CCA has a 28-bed area for federal inmates, generally two to three per room. An adjoining common room (lounge) has two phones and a TV that isn’t turned on until after dinner. Inmates have house assignments such as cleaning the laundry room and bathroom, vacuuming, and washing dishes. No alcohol is permitted.

Traficant, in requesting a different halfway facility, said he would not feel safe at CCA because Billak testified at Traficant’s racketeering trial in 2002.

In March 2002, Billak testified Traficant interceded to get contractor Anthony Bucci, who had been at a federal prison in North Carolina in the early 1990s, transferred to CCA.

Billak also testified about A. David Sugar Jr., another inmate sent to CCA with Traficant’s help. Sugar’s father, A. David Sugar Sr., admitted he committed perjury, obstruction of justice and witness tampering in the Traficant case.

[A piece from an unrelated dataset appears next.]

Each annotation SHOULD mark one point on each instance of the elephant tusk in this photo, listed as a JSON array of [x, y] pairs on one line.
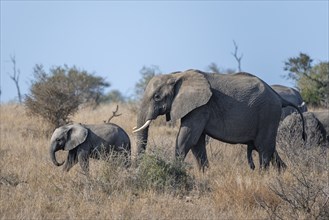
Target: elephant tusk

Court records from Newark, Ohio, reveal why Sugar Jr. went to CCA.

On May 17, 1999, a judge in Licking County Common Pleas Court suspended the younger Sugar’s driver’s license for three years and sentenced him to a year in jail on a felony DUI conviction. The DUI was his fourth in six years.

Traficant had one of his staffers arrange for a lawyer, Mark S. Colucci, to represent Sugar Jr. and wrote letters to the judge and Billak at CCA, the government said. The judge ordered that, after 60 days in the Licking County jail, Sugar Jr. be released to CCA. Billak said Licking County has a halfway facility and Sugar could have stayed there.

Traficant wrote to Billak on July 15, 1999, and referred to a conversation about Sugar Jr. that Billak had that day with Anthony Traficanti, then the congressman’s regional director in Youngstown.

Traficant thanked Billak for assisting Sugar Jr. to continue his daily duties with his father’s construction company. Billak said he allowed Sugar Jr. to skip the 30-day waiting period at CCA and immediately resume work.

In return, Sugar Sr. did $10,000 worth of work at Traficant’s farm in Greenford, prosecutors said.

Traficant accepted free goods, services and labor at his horse farm from Bucci, Sugar Sr. and others. He paid them with congressional favors, not cash.

In April 2002, a jury in Cleveland found the nine-term Democrat guilty of all 10 counts he faced — including racketeering, bribery, obstruction of justice and tax evasion. The jury, after a 10-week trial, believed that he took kickbacks from high-level staffers, used other staffers as farmhands on federal time, accepted cash gifts and services from businessmen, cheated on his taxes and tried to influence witnesses.

The House, using the trial transcript, found “clear and convincing evidence” that he broke House rules. The vote was 420-1 to expel him July 24, 2002, a week before he was sentenced.